$\frac{\left(x+1\right)}{x-2}-\frac{\left(x+3\right)}{x-4} \geq 0 \Leftrightarrow \frac{(x+1)(x-4)-(x+3)(x-2)}{(x-2)(x-4)}=\frac{-2(2x-1)}{(x-2)(x-4)}=\frac{-2(x-2)(2x-1)(x-4)}{(x-2)^2(x-4)^2} \geq 0 \Rightarrow (x-2)(2x-1)(x-4) \leq 0.$
This gave me the solutions $x_1 \leq 2,\; x_2 \leq 4,\; x_3 \leq \frac{1}{2}.$ After having controlled those with the original inequality, I got the final solution $(2,4) \cup(-\infty, \frac{1}{2}].$
It might just be me, but should not the solutions I get be automatically true for the inequality I try to solve, except for false roots et cetera?
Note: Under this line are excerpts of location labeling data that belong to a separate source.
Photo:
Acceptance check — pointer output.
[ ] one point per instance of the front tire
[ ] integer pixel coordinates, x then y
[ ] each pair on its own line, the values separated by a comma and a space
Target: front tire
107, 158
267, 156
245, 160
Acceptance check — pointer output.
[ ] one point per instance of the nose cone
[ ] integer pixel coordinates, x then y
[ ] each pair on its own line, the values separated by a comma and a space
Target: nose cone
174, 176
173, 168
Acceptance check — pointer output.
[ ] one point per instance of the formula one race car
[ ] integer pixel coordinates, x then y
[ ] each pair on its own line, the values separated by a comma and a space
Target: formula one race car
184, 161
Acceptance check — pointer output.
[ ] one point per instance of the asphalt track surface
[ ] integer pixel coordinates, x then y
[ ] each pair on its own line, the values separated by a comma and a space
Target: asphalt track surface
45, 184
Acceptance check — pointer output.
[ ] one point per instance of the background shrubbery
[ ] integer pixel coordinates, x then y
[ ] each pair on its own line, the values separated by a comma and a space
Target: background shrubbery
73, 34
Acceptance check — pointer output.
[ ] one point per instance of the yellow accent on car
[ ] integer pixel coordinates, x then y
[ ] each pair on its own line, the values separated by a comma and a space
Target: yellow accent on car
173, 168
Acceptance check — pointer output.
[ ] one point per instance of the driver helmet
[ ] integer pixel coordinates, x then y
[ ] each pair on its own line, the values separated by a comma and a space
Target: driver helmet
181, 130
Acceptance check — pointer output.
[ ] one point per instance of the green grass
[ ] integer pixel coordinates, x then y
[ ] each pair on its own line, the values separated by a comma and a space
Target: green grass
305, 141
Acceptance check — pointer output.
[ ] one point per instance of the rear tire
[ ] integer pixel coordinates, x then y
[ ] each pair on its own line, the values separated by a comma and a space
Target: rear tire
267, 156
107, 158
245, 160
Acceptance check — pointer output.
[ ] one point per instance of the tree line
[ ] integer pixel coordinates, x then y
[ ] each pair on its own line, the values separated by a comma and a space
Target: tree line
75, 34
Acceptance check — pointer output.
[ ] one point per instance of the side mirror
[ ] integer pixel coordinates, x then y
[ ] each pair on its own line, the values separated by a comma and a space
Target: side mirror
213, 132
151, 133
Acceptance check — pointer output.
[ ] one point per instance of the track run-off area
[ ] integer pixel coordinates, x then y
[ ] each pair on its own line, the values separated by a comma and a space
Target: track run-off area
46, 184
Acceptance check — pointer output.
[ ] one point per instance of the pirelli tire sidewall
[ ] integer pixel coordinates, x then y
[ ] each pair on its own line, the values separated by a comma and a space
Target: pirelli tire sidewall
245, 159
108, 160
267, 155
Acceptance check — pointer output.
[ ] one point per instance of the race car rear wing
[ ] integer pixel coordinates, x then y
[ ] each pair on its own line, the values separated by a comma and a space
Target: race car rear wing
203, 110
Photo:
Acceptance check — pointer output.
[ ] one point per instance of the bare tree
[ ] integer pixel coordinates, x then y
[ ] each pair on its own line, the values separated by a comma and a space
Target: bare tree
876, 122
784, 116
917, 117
Or am I just babbling about something at the moment because I do not really understand what it is that I am talking about? Or did I actually do something wrong while solving the inequality?
Please help me get this straight.
Your solution is right, but I think it's better from $$\frac{-2(2x-1)}{(x-2)(x-4)}\geq0$$ to write the answer $(-\infty,\frac{1}{2}]\cup(2,4)$ immediately by the intervals method.
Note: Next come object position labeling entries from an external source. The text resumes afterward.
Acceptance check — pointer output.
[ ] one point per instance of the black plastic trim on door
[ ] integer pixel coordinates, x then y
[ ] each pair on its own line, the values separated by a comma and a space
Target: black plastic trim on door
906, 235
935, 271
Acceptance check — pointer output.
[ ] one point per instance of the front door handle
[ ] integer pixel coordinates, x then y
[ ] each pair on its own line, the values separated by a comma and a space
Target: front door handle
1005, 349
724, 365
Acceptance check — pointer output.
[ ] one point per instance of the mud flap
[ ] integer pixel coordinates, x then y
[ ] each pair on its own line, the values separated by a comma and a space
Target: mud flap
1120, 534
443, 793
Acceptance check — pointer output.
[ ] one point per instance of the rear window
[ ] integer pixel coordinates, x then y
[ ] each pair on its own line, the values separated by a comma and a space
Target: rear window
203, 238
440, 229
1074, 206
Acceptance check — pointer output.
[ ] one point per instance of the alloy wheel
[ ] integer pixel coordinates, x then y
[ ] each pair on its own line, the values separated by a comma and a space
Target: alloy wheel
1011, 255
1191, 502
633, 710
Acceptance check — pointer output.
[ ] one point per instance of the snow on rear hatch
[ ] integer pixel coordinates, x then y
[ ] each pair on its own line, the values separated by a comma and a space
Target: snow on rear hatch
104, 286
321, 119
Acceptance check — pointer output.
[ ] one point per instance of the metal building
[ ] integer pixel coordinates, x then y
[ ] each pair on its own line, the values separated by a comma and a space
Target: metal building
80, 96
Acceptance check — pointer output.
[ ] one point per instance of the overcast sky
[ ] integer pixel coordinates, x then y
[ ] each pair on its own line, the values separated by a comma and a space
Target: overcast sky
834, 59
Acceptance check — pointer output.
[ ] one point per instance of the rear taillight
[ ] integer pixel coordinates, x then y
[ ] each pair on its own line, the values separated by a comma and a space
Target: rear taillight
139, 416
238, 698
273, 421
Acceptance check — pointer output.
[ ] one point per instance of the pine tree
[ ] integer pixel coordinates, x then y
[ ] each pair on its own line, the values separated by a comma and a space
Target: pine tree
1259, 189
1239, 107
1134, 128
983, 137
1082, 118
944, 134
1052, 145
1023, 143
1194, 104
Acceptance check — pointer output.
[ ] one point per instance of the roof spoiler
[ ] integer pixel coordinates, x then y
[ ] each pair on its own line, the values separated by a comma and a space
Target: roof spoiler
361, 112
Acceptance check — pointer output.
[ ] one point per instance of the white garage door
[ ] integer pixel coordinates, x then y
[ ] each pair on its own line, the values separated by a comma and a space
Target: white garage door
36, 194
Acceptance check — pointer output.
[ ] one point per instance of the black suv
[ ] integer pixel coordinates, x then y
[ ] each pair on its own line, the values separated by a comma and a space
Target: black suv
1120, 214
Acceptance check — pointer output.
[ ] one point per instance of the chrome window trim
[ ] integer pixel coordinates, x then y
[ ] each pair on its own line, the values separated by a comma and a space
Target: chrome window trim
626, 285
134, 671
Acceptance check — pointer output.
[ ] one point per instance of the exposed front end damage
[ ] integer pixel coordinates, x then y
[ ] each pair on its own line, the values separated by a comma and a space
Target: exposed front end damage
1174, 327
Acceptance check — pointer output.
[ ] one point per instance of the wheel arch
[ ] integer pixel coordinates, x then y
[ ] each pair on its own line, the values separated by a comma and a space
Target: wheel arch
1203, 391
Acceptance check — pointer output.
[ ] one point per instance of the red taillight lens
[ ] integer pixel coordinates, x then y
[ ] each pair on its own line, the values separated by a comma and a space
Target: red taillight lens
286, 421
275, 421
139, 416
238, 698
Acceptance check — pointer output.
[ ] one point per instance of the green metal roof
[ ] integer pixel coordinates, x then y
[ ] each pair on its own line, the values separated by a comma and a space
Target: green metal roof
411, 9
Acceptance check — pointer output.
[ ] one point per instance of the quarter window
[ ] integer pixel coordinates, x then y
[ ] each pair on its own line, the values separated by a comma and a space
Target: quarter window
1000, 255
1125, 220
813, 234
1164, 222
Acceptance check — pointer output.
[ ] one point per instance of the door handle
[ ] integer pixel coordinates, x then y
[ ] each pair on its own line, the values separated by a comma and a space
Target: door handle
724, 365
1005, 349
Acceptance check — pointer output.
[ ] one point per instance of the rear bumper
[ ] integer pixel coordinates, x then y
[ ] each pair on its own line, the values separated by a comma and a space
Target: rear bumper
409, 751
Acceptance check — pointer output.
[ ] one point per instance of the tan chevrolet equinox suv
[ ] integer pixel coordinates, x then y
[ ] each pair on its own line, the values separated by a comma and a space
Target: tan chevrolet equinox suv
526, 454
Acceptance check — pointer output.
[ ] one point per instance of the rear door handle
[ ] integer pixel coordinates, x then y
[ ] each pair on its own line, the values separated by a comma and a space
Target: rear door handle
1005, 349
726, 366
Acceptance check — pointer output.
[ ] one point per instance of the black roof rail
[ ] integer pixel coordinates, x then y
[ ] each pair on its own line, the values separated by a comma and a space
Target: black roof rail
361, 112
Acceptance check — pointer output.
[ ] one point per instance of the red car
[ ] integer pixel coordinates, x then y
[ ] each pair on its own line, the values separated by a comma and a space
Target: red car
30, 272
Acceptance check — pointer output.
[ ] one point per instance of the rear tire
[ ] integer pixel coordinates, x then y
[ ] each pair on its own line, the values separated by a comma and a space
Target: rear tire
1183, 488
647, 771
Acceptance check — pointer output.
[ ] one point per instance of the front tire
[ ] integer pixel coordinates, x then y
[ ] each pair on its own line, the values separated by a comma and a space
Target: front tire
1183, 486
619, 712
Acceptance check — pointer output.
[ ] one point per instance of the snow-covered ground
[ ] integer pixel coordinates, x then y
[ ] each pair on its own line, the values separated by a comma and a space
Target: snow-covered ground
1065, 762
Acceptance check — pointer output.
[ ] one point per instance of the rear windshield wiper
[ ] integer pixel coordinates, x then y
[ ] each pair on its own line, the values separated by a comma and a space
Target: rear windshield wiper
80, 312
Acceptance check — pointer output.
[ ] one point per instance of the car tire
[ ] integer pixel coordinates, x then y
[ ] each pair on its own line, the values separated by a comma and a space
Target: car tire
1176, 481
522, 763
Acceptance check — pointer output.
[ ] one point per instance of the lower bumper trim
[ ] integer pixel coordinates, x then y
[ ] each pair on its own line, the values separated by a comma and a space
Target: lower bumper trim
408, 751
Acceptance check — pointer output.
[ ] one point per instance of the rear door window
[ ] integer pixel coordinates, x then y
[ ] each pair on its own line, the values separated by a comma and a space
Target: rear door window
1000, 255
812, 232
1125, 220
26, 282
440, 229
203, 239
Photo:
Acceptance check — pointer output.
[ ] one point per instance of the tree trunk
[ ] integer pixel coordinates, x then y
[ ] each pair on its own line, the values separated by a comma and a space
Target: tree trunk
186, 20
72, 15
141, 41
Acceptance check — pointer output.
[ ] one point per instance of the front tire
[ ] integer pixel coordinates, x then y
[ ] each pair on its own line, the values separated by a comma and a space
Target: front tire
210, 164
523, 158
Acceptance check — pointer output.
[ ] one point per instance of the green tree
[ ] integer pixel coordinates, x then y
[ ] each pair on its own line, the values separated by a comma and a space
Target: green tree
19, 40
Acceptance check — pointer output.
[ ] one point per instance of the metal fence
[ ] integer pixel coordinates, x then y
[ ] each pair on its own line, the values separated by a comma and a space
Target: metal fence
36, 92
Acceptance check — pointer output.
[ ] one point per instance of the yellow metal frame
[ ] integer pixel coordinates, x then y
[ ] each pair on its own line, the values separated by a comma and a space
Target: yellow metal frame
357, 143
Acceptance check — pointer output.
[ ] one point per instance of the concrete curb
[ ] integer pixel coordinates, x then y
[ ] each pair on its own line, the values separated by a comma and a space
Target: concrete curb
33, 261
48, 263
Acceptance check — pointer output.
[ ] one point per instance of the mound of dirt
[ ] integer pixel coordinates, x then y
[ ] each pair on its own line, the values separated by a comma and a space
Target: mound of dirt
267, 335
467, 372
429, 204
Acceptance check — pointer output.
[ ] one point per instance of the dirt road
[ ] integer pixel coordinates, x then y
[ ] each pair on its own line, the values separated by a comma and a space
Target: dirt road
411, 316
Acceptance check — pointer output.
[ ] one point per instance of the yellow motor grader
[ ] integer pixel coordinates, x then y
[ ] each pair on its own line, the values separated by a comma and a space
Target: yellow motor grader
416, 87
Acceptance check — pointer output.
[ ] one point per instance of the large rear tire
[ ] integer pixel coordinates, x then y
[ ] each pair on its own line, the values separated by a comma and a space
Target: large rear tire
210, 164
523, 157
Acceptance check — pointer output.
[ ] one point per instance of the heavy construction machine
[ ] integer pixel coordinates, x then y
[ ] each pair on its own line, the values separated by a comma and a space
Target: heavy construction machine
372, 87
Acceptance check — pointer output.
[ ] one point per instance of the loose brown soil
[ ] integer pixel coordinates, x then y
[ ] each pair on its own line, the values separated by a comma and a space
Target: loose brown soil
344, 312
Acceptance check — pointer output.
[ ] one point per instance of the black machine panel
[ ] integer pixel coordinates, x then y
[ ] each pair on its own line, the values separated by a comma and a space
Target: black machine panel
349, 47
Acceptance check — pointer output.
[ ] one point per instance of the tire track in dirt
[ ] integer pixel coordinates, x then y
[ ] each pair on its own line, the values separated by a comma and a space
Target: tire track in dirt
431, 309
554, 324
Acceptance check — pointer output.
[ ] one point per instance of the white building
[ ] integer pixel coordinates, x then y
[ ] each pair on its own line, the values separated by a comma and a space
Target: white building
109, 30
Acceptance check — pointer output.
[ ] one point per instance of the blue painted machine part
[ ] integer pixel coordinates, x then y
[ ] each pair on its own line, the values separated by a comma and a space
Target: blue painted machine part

The intervals method it's the following.
You need to draw the x-axis and to put there points: $\frac{1}{2}$ (a full point because $\frac{1}{2}$ is one of solutions),
$2$ and $4$ (empty points).
Easy to see that on $(4,+\infty)$ our expression is negative.
Now, we get the following signs of the intervals (from the left to the right): $+,-,+,-$ and we got the answer.
The rule for choosing of signs is the following.
$n$ is called a degree of $a$ if we have an expression $(x-a)^n$.
Easy to understand that:
We see that in the expression $\frac{-2(2x-1)}{(x-2)(x-4)}$ degrees of the points $2$, $4$ and $\frac{1}{2}$ they are odds because $$\frac{-2(2x-1)}{(x-2)(x-4)}=\frac{-2(2x-1)^1}{(x-2)^1(x-4)^1},$$ which says that all signs are changed and we got the answer.
Another example.
Let, we need to solve $$\frac{(x-2)^2}{(x-1)(x-3)}\geq0.$$ The series of the signs is $+$, $-$, $-$, $+$ (draw it!) and we got the answer: $$(-\infty,1)\cup(3,+\infty)\cup\{2\}$$